Una plataforma de 100 organizaciones convocó movilizaciones en las principales ciudades del país, a una semana de las elecciones regionales donde la ultraderecha podría ganar en Mecklemburgo-Antepomerania.
Berlín, 12 de septiembre de 2026 (agencias).- La calle alemana respondió con contundencia al avance de la ultraderecha. Este sábado, varias decenas de miles de personas salieron a manifestarse simultáneamente en las principales ciudades del país en rechazo al auge de Alternativa para Alemania (AfD), partido que hace una semana ganó las elecciones regionales de Sajonia-Anhalt y que por primera vez tiene opciones reales de gobernar un Land.
La movilización, convocada por una plataforma integrada por cerca de 100 organizaciones sociales, iniciativas ciudadanas y sindicatos, tuvo su epicentro en Berlín, donde entre 13.000 y 14.000 personas convergieron —desde siete marchas distintas— ante el Ayuntamiento. La policía desplegó 1.800 agentes para el operativo.

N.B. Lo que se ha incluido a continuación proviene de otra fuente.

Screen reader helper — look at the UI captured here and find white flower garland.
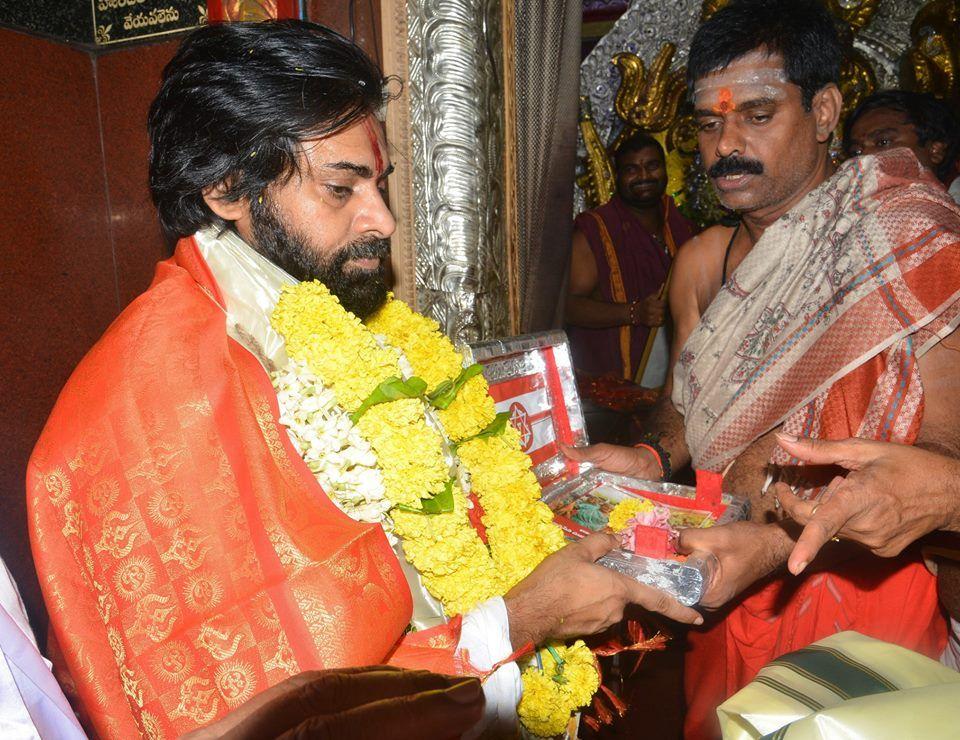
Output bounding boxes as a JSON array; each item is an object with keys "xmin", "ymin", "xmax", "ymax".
[{"xmin": 272, "ymin": 359, "xmax": 394, "ymax": 539}]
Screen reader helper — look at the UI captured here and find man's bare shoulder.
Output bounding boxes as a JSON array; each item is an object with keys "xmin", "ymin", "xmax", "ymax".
[{"xmin": 673, "ymin": 224, "xmax": 736, "ymax": 297}]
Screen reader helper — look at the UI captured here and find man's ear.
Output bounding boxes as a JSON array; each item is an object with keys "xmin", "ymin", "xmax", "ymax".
[
  {"xmin": 927, "ymin": 140, "xmax": 947, "ymax": 166},
  {"xmin": 812, "ymin": 84, "xmax": 843, "ymax": 144},
  {"xmin": 202, "ymin": 180, "xmax": 250, "ymax": 222}
]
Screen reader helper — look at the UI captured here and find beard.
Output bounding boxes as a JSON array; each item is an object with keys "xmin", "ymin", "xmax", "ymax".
[{"xmin": 249, "ymin": 196, "xmax": 390, "ymax": 319}]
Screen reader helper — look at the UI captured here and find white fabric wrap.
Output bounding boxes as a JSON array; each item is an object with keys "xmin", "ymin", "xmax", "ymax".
[{"xmin": 459, "ymin": 597, "xmax": 521, "ymax": 738}]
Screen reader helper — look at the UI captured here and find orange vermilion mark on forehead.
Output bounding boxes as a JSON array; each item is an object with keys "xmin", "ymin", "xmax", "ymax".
[
  {"xmin": 715, "ymin": 87, "xmax": 734, "ymax": 114},
  {"xmin": 362, "ymin": 117, "xmax": 384, "ymax": 176}
]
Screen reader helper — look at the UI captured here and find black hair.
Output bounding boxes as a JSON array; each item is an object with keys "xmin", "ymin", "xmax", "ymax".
[
  {"xmin": 687, "ymin": 0, "xmax": 842, "ymax": 110},
  {"xmin": 149, "ymin": 20, "xmax": 387, "ymax": 239},
  {"xmin": 842, "ymin": 90, "xmax": 960, "ymax": 182},
  {"xmin": 614, "ymin": 132, "xmax": 665, "ymax": 169}
]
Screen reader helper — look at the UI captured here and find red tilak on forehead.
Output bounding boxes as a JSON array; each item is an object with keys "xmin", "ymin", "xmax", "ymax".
[
  {"xmin": 362, "ymin": 117, "xmax": 384, "ymax": 175},
  {"xmin": 715, "ymin": 87, "xmax": 735, "ymax": 114}
]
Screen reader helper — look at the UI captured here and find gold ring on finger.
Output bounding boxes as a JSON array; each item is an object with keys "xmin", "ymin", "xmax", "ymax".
[{"xmin": 810, "ymin": 503, "xmax": 821, "ymax": 516}]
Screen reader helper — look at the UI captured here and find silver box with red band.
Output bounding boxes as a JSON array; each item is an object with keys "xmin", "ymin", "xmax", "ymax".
[{"xmin": 469, "ymin": 331, "xmax": 748, "ymax": 606}]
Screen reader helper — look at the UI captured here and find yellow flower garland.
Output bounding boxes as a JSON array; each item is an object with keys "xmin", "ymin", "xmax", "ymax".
[
  {"xmin": 518, "ymin": 641, "xmax": 600, "ymax": 737},
  {"xmin": 271, "ymin": 282, "xmax": 593, "ymax": 733}
]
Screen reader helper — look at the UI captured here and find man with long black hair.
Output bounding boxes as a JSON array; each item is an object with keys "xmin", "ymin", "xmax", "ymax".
[
  {"xmin": 566, "ymin": 1, "xmax": 960, "ymax": 737},
  {"xmin": 26, "ymin": 20, "xmax": 699, "ymax": 738}
]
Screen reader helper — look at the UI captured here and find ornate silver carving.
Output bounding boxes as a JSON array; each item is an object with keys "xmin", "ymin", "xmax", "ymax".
[
  {"xmin": 404, "ymin": 0, "xmax": 510, "ymax": 343},
  {"xmin": 575, "ymin": 0, "xmax": 929, "ymax": 214}
]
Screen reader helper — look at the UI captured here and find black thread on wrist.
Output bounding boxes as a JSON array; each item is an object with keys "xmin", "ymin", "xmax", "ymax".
[{"xmin": 638, "ymin": 433, "xmax": 671, "ymax": 481}]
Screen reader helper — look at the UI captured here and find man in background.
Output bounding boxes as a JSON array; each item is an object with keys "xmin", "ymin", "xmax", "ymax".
[
  {"xmin": 844, "ymin": 89, "xmax": 960, "ymax": 194},
  {"xmin": 566, "ymin": 133, "xmax": 697, "ymax": 391}
]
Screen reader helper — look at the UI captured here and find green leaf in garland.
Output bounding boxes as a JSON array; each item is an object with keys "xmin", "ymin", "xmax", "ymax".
[
  {"xmin": 349, "ymin": 375, "xmax": 428, "ymax": 424},
  {"xmin": 427, "ymin": 363, "xmax": 485, "ymax": 410},
  {"xmin": 450, "ymin": 411, "xmax": 511, "ymax": 452},
  {"xmin": 394, "ymin": 478, "xmax": 456, "ymax": 515}
]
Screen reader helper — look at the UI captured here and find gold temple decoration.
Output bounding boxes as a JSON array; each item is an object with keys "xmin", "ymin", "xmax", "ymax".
[
  {"xmin": 825, "ymin": 0, "xmax": 881, "ymax": 31},
  {"xmin": 220, "ymin": 1, "xmax": 279, "ymax": 21},
  {"xmin": 610, "ymin": 44, "xmax": 687, "ymax": 151},
  {"xmin": 577, "ymin": 96, "xmax": 618, "ymax": 214},
  {"xmin": 834, "ymin": 1, "xmax": 882, "ymax": 122},
  {"xmin": 900, "ymin": 0, "xmax": 960, "ymax": 108}
]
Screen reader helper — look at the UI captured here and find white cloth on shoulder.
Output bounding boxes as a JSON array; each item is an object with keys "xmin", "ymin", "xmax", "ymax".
[{"xmin": 0, "ymin": 559, "xmax": 85, "ymax": 739}]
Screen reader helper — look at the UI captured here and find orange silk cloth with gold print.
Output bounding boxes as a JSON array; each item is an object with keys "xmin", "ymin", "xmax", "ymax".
[{"xmin": 27, "ymin": 239, "xmax": 464, "ymax": 739}]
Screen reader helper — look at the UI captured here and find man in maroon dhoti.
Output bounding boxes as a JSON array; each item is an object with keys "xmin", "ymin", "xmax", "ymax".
[{"xmin": 566, "ymin": 133, "xmax": 697, "ymax": 390}]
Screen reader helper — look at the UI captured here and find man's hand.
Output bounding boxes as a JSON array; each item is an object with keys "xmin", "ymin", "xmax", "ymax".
[
  {"xmin": 634, "ymin": 294, "xmax": 666, "ymax": 327},
  {"xmin": 504, "ymin": 532, "xmax": 702, "ymax": 649},
  {"xmin": 561, "ymin": 442, "xmax": 662, "ymax": 481},
  {"xmin": 772, "ymin": 433, "xmax": 960, "ymax": 574},
  {"xmin": 676, "ymin": 521, "xmax": 793, "ymax": 609},
  {"xmin": 183, "ymin": 666, "xmax": 484, "ymax": 740}
]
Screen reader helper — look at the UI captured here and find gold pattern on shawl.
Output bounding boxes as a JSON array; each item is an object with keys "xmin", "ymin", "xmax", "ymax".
[
  {"xmin": 115, "ymin": 555, "xmax": 157, "ymax": 601},
  {"xmin": 107, "ymin": 626, "xmax": 127, "ymax": 660},
  {"xmin": 75, "ymin": 647, "xmax": 108, "ymax": 708},
  {"xmin": 254, "ymin": 399, "xmax": 298, "ymax": 478},
  {"xmin": 160, "ymin": 526, "xmax": 210, "ymax": 570},
  {"xmin": 173, "ymin": 676, "xmax": 221, "ymax": 725},
  {"xmin": 81, "ymin": 545, "xmax": 98, "ymax": 589},
  {"xmin": 268, "ymin": 528, "xmax": 311, "ymax": 570},
  {"xmin": 197, "ymin": 619, "xmax": 245, "ymax": 661},
  {"xmin": 45, "ymin": 573, "xmax": 66, "ymax": 613},
  {"xmin": 182, "ymin": 573, "xmax": 225, "ymax": 613},
  {"xmin": 374, "ymin": 551, "xmax": 405, "ymax": 594},
  {"xmin": 61, "ymin": 500, "xmax": 82, "ymax": 540},
  {"xmin": 95, "ymin": 511, "xmax": 141, "ymax": 559},
  {"xmin": 232, "ymin": 547, "xmax": 263, "ymax": 584},
  {"xmin": 295, "ymin": 588, "xmax": 347, "ymax": 666},
  {"xmin": 150, "ymin": 640, "xmax": 194, "ymax": 683},
  {"xmin": 428, "ymin": 633, "xmax": 456, "ymax": 650},
  {"xmin": 223, "ymin": 503, "xmax": 249, "ymax": 541},
  {"xmin": 264, "ymin": 634, "xmax": 298, "ymax": 676},
  {"xmin": 135, "ymin": 594, "xmax": 178, "ymax": 643},
  {"xmin": 147, "ymin": 489, "xmax": 188, "ymax": 528},
  {"xmin": 43, "ymin": 467, "xmax": 71, "ymax": 507},
  {"xmin": 214, "ymin": 660, "xmax": 257, "ymax": 707},
  {"xmin": 127, "ymin": 441, "xmax": 186, "ymax": 489},
  {"xmin": 89, "ymin": 478, "xmax": 120, "ymax": 515},
  {"xmin": 94, "ymin": 578, "xmax": 115, "ymax": 625},
  {"xmin": 119, "ymin": 662, "xmax": 144, "ymax": 708},
  {"xmin": 140, "ymin": 710, "xmax": 163, "ymax": 740},
  {"xmin": 67, "ymin": 434, "xmax": 108, "ymax": 477},
  {"xmin": 361, "ymin": 581, "xmax": 390, "ymax": 614},
  {"xmin": 328, "ymin": 548, "xmax": 369, "ymax": 587},
  {"xmin": 252, "ymin": 594, "xmax": 280, "ymax": 630},
  {"xmin": 177, "ymin": 398, "xmax": 213, "ymax": 418}
]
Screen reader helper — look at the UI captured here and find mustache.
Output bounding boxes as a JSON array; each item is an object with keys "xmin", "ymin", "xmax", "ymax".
[
  {"xmin": 708, "ymin": 156, "xmax": 764, "ymax": 178},
  {"xmin": 334, "ymin": 237, "xmax": 391, "ymax": 268},
  {"xmin": 631, "ymin": 179, "xmax": 661, "ymax": 188}
]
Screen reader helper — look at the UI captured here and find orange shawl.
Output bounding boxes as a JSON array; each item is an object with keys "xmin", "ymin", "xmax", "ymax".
[{"xmin": 28, "ymin": 239, "xmax": 464, "ymax": 739}]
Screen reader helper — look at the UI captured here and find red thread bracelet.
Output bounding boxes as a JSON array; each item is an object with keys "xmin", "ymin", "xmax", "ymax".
[{"xmin": 633, "ymin": 443, "xmax": 664, "ymax": 479}]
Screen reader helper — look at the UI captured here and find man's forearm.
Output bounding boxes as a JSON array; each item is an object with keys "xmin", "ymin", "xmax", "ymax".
[
  {"xmin": 913, "ymin": 441, "xmax": 960, "ymax": 534},
  {"xmin": 565, "ymin": 295, "xmax": 630, "ymax": 329},
  {"xmin": 637, "ymin": 395, "xmax": 691, "ymax": 473}
]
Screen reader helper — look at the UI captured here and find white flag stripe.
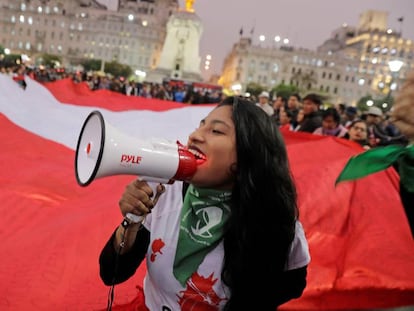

Pero la capital no fue la única escena de protesta. En Düsseldorf, en el oeste, unas 20.000 personas tomaron las calles; en Hamburgo, al norte, los organizadores hablaron de 25.000 manifestantes, cifra aún no confirmada por las autoridades; en Leipzig, 5.000 personas corearon consignas como «Todos contra el fascismo», y en Múnich, varios miles se concentraron con un reclamo más duro: instar al Tribunal Constitucional a estudiar la ilegalización de los partidos calificados como extremistas, categoría que alcanza a la estructura federal de la AfD.
El mensaje central de la convocatoria fue político y directo: «Las elecciones de Sajonia-Anhalt tienen que ser un punto de inflexión, si queremos detener a la AfD». Y el mecanismo propuesto, reivindicar sin condiciones el llamado cordón sanitario: «Ninguna cooperación con AfD, en ningún sitio», pese a que en Sajonia-Anhalt la alianza populista de izquierda BSW negocia una abstención que facilitaría la investidura.
La cuenta regresiva electoral
Las protestas tienen un contexto inmediato: este domingo la AfD celebra su cierre de campaña en Berlín, de cara a las elecciones regionales de la ciudad-estado del próximo fin de semana, donde los sondeos la colocan en tercer lugar, por detrás de La Izquierda y de la CDU, lejos de su resultado en Sajonia-Anhalt.
El verdadero test, sin embargo, llegará el 20 de septiembre, cuando Mecklemburgo-Antepomerania, al noreste, celebre sus comicios. Allí la ultraderecha se perfila como ganadora con cerca de un 36% de los votos, en un ajustado duelo por el primer puesto con el Partido Socialdemócrata (SPD). Las movilizaciones ciudadanas de este fin de semana buscan precisamente pesar sobre ese escenario: convertir la indignación en vallas democráticas antes de que sea tarde.